Nell’immaginario di tutto il mondo, Carrara significa marmo. Ed è per la storia delle cave da dove quel marmo si estrae che Carrara significa anche anarchia. Se tradizionalmente le cave erano beni comuni, appartenendo alle “vicinanze”, ovvero alle comunità di montagna, nell’Ottocento esse vennero progressivamente espropriate dai privati, col beneplacito delle leggi dello Stato, e i cavatori passarono dalla condizione di artigiani a quella di salariati, sfruttati e immiseriti. L’Idea dell’anarchia si propagò naturalmente tra loro, che rivendicavano il ritorno delle cave alle comunità, la condivisione di beni che erano comuni.

Da allora, a Carrara gli anarchici sono stati una presenza costante, che appartiene alla storia e all’identità del territorio. Numerosi i circoli e le associazioni libertarie che si sono susseguite nel tempo, e il circolo Gogliardo Fiaschi è da diversi decenni il circolo che forse rappresenta di più questa identità e questa storia.

Gogliardo Fiaschi, che il circolo lo fondò, è stata una figura fondamentale nella storia dell’anarchia carrarina. Girava sempre col suo fiocco nero al collo, e se lo incontravi non esitava a raccontarti la sua storia, come fece con me la prima volta che lo incontrai per caso, al bancone di un bar. Non sapevo che fosse un anarchico d’immensa fede, che aveva dedicato la sua migliore età a far giustizia del tiranno che aveva schiacciato la rivoluzione spagnola, e con essa quell’anarchismo che mai come in quel momento era stato vicino a dar vita a una società radicalmente nuova.

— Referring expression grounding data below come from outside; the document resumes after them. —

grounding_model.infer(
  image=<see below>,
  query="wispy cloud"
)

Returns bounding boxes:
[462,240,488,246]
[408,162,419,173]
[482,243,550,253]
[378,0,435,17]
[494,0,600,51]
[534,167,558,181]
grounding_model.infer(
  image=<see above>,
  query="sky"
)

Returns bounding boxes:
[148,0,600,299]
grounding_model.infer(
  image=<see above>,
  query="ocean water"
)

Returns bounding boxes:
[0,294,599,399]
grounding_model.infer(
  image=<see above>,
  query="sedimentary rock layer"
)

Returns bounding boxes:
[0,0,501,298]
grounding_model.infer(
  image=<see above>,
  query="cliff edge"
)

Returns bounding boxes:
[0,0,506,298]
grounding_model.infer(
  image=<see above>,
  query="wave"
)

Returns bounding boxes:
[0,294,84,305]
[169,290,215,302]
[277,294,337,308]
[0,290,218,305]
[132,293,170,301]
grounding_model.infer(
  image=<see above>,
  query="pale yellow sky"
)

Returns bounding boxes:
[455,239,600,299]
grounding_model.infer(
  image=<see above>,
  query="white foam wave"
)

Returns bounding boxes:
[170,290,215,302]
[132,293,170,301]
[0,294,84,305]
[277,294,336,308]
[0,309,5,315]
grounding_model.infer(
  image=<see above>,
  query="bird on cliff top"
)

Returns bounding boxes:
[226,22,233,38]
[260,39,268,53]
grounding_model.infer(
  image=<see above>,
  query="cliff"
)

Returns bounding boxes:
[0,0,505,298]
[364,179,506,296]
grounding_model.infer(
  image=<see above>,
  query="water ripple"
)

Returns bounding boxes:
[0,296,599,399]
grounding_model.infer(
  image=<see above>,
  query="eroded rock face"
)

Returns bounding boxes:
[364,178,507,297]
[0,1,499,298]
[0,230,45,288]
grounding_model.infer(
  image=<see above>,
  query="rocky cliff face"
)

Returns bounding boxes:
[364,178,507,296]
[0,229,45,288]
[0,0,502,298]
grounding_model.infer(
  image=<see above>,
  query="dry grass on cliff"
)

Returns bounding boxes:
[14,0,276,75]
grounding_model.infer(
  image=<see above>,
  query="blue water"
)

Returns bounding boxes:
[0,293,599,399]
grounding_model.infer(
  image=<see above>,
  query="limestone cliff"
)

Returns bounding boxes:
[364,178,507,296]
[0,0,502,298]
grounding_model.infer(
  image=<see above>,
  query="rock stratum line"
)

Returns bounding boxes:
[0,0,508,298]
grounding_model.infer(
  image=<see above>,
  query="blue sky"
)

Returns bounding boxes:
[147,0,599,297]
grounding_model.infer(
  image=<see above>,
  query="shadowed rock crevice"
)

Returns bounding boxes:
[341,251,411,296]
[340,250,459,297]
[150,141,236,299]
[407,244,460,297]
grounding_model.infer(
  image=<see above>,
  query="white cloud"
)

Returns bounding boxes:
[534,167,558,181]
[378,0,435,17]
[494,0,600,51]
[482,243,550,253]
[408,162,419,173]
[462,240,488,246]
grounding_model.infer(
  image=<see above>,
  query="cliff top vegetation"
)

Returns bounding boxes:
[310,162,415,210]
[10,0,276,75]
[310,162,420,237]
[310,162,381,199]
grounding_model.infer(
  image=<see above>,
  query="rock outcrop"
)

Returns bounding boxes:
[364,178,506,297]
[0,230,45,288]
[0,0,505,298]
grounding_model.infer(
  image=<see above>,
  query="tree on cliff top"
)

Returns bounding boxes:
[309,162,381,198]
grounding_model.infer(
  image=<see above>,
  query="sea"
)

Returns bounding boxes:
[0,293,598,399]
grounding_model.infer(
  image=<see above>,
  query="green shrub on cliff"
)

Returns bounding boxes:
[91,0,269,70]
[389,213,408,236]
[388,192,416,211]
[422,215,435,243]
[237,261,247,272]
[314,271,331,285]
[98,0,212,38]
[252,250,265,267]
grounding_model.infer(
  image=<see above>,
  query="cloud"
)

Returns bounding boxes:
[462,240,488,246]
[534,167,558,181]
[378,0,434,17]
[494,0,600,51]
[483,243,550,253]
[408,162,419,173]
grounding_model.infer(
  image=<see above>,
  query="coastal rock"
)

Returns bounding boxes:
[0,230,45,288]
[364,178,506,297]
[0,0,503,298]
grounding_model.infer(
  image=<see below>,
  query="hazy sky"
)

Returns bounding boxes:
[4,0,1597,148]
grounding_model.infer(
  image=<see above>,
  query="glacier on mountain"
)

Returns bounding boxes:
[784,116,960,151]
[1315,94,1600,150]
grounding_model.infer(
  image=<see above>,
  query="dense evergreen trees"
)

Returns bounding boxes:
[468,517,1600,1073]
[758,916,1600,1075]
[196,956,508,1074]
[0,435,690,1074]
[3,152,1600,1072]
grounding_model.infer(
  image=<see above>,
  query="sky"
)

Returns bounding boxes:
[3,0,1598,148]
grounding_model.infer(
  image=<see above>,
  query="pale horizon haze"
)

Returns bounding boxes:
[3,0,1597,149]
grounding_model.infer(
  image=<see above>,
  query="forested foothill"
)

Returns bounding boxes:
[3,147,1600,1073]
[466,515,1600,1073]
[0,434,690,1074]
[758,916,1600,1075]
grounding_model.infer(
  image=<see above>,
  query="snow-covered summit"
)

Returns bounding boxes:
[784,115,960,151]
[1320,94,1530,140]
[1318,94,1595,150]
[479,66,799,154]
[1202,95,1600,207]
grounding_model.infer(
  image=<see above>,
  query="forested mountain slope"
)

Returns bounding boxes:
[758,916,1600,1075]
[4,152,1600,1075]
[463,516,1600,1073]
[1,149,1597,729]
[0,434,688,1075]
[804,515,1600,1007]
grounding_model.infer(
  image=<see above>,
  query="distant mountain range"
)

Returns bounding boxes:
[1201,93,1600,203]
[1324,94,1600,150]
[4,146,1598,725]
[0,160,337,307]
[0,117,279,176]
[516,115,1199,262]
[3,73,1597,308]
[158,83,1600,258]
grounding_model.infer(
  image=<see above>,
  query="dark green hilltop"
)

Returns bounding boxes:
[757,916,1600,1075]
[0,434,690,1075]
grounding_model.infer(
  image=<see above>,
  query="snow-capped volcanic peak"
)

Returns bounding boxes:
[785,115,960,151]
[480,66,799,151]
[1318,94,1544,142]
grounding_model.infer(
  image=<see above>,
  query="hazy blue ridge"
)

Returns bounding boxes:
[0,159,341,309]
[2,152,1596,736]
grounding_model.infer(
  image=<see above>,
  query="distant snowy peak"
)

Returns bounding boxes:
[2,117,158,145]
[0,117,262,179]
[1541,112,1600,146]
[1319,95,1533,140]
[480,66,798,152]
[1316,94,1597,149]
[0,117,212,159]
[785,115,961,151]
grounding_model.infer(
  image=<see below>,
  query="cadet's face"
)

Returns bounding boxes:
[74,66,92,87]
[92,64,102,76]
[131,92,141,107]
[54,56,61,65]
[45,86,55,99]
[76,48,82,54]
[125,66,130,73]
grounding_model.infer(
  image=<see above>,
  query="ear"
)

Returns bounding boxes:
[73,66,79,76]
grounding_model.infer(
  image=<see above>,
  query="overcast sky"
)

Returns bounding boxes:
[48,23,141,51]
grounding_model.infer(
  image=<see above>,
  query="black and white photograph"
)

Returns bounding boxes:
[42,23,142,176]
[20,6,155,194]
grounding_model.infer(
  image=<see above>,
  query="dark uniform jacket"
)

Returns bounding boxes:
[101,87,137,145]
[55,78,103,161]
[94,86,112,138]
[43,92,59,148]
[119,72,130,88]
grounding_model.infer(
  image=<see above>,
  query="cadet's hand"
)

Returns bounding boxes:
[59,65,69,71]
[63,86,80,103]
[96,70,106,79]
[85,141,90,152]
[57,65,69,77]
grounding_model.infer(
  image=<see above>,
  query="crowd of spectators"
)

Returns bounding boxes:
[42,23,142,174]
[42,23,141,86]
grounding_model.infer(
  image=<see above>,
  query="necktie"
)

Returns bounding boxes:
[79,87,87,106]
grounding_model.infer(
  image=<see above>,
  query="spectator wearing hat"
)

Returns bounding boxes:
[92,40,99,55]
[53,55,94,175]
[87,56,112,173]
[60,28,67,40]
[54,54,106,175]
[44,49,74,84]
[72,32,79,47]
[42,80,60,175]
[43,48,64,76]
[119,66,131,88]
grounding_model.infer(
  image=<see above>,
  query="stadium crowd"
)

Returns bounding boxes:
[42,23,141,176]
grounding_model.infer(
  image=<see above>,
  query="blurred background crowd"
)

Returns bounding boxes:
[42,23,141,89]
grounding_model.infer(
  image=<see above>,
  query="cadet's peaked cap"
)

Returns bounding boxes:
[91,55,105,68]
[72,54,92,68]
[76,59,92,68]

«A tredici anni ero partigiano», mi disse Gogliardo, «nel battaglione Gino Lucetti. Avevo detto di aver quindici anni, sennò non mi prendevano. Dopo la guerra al circolo Pietro Gori conobbi José Luis Facerias, anarchico di grande fascino, di grande eleganza, molto ricercato. Era anche ricercato da anni dalla polizia franchista. Ne rimasi conquistato, lo seguii in Spagna. Avevo ventisette anni. Entrammo in Spagna dai Pirenei travestiti da escursionisti. Ma ci presero prima di mettere in atto il piano. Cioè, presero me vivo, Facerias invece lo presero morto, la guardia civil lo fece fuori. A me mi diedero vent’anni di galera. Me ne sono fatti diciassette: otto in Spagna, girando ventotto carceri, e nove in Italia. Una bella vacanzina, sì. Sono uscito nel 1973, con quarantatré anni addosso e i capelli bianchi».

Tornò a Carrara e si rimise al lavoro. Conservare e trasmettere la memoria, e riattivarla. Il circolo di via Ulivi 8 fu il compimento del suo impegno. Gogliardo morì il 29 luglio del 2000 (proprio il centenario, guarda il sublime caso, del giorno in cui Gaetano Bresci sparò a Umberto I: «Non ho ucciso Umberto, ho ucciso un re, ho ucciso un principio!»), dopodiché il circolo prese il suo nome.

Negli anni successivi alla morte di Gogliardo, il circolo ha visto la presenza attiva e costante di alcune persone che ne hanno gestito la continuità: tra queste, Angelo Dolci, il partigiano Taro, morto nel 2015, e poi Gino Vatteroni, lo storico che non ha mai mancato di accogliere chiunque con la sua gentilezza e nutrirlo con la sua passione. Mettere agli arresti Gino e i suoi compagni per «propaganda sovversiva» è un gesto politico che sembra riportarci indietro nel tempo, a quell’Ottocento in cui gli anarchici venivano messi in galera per il semplice fatto di essere tali, a quando la Spartana – la prima società segreta che chiedeva il ritorno alla «spartizione» del bene comune marmo tra le comunità – venne dichiarata «associazione di malfattori». E tutto questo mentre a Carrara continua impunita la devastazione delle montagne in nome dei profitti intascati dalle grandi imprese: nemmeno le briciole restano alla terra apuana ma solo lo scempio. Contro il quale il circolo ha da anni levato la sua voce.